Responses to the central bank’s plans to overhaul its regulation of the gilt repo market showed market participants to be generally supportive of officials’ push to improve the bond market’s resilience, but warned two central pillars of the plan would be unfeasible and “concentrate risks”.
The Bank of England has been examining ways to reduce the fragility of the bond market during periods of market stress in a bid to avoid a repeat of the 2022 gilt crisis. In 2022, the central bank was forced to step into the bond market and buy up government debt, after Liz Truss’s mini-Budget sparked a rout in government bonds that was then compounded by forced selling from highly leveraged pension and hedge funds.
The Bank’s efforts have focused on the so-called repurchase agreements market – or repo market – where investors use gilts as collateral to borrow cash and make highly leveraged trades. As well as overseeing the supply of money, Threadneedle Street is also responsible for maintaining financial stability. It has previously sounded the alarm on the repo market, labelling it as one of the main threats to the functioning of Britain’s financial system.

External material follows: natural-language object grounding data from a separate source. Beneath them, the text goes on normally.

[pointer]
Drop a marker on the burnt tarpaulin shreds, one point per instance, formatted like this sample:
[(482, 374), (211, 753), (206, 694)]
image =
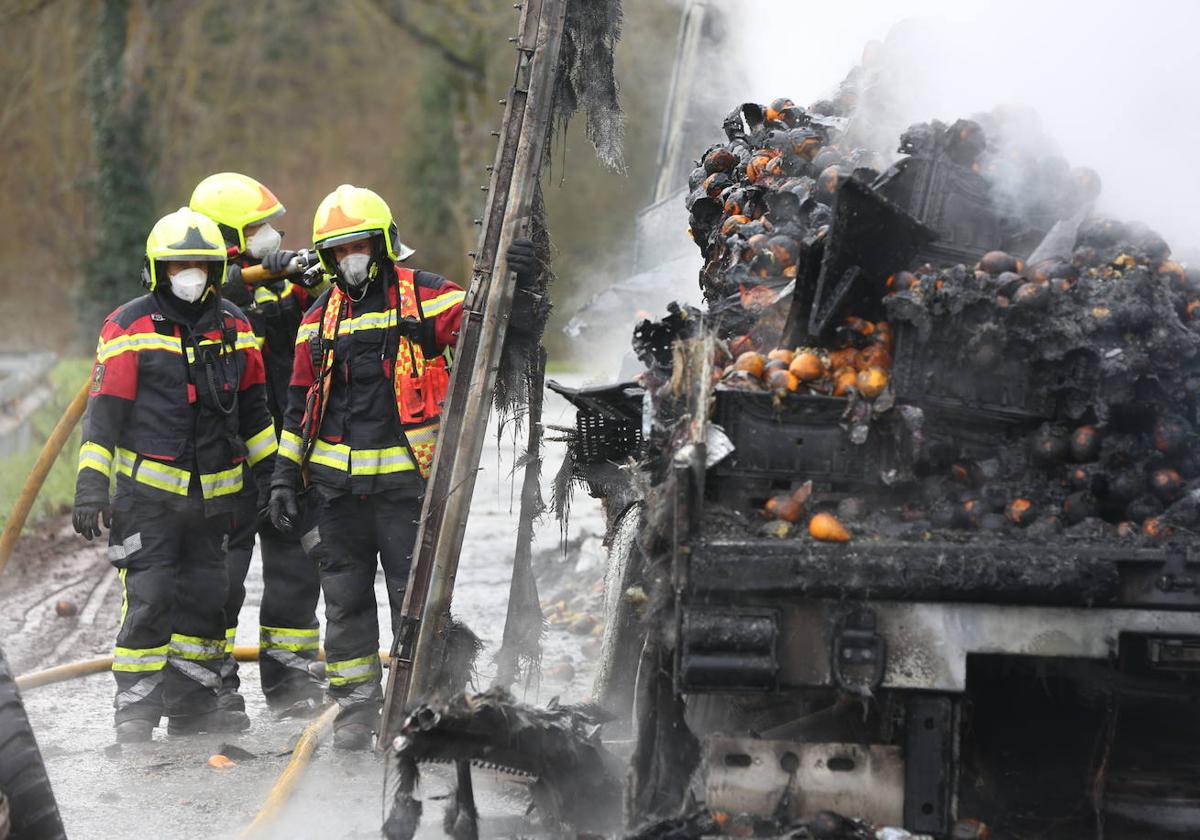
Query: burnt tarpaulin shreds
[(1023, 363), (576, 780)]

Bank plans could ‘concentrate risks’ of bond rout
The central bank published its initial reforms to help minimise its risks in September, but a report publishing feedback from fund managers and traders on Wednesday revealed a swathe of reservations to the plans.
“While respondents broadly recognised the benefits of the reforms proposed… they also raised concerns of the proportionality and potential negative spillovers of market-wide measures,” Bank off England officials said.
Traders’ unease centred on proposals to oversee the leveraged trades centrally through clearinghouses operated by a third party. Respondents said a move towards more central clearinghouses would reduce the market stress, but warned the framework proposed by the Bank would be too expensive and fail to work as intended. As well as the added burden it would place on traders, greater clearing oversight could “generate liquidity pressures in stress” and “concentrate risks in the system”, they warned.
Bond traders also expressed concerns over Bank of England plans to limit their ability to build up large amounts of leverage cheaply. They warned the move – which seeks to put a cap on the ‘haircut’ between the market value of the bond and the amount a bank would allow the bond to be used as collateral – would hike their costs and reduce demand for UK bonds.
“Most respondents were not supportive or of the potential introduction of minimum haircuts in the non-centrally cleared segment of the gilt market,” officials wrote.
Bank of England worried about leveraged bond bets
Bank of England officials have repeatedly sounded the alarm on the increasing proportion of UK government bonds that are owned by risk-seeking hedge funds, which take highly leveraged bets on.
As part of an earlier shake-up to the UK’s superannuation system, pension funds and insurers have been allowed to sell down their holdings in government debt. Whereas institutional investors tended to hold sovereign debt for longer horizons, hedge funds on average trade much more frequently, raising the likelihood that government borrowing costs will be subject to wild, sudden swings.
In its biannual Financial Stability Report, the central bank said that little-known international hedge funds were snapping up government debt at a record level, exposing the government’s debt to a market meltdown.
It warned that the amount of debt taken out using gilts as collateral had reached its highest level since it started monitoring the trend nine years ago, with hedge funds using their bonds to borrowing some £100bn of extra cash in November 2025.
The development has stoked concerns that an economic crisis, or a sudden fall in the price of bonds, could lead to a full-blown gilt crisis, as the traders would be forced to sell their bonds back to banks to cover their positions.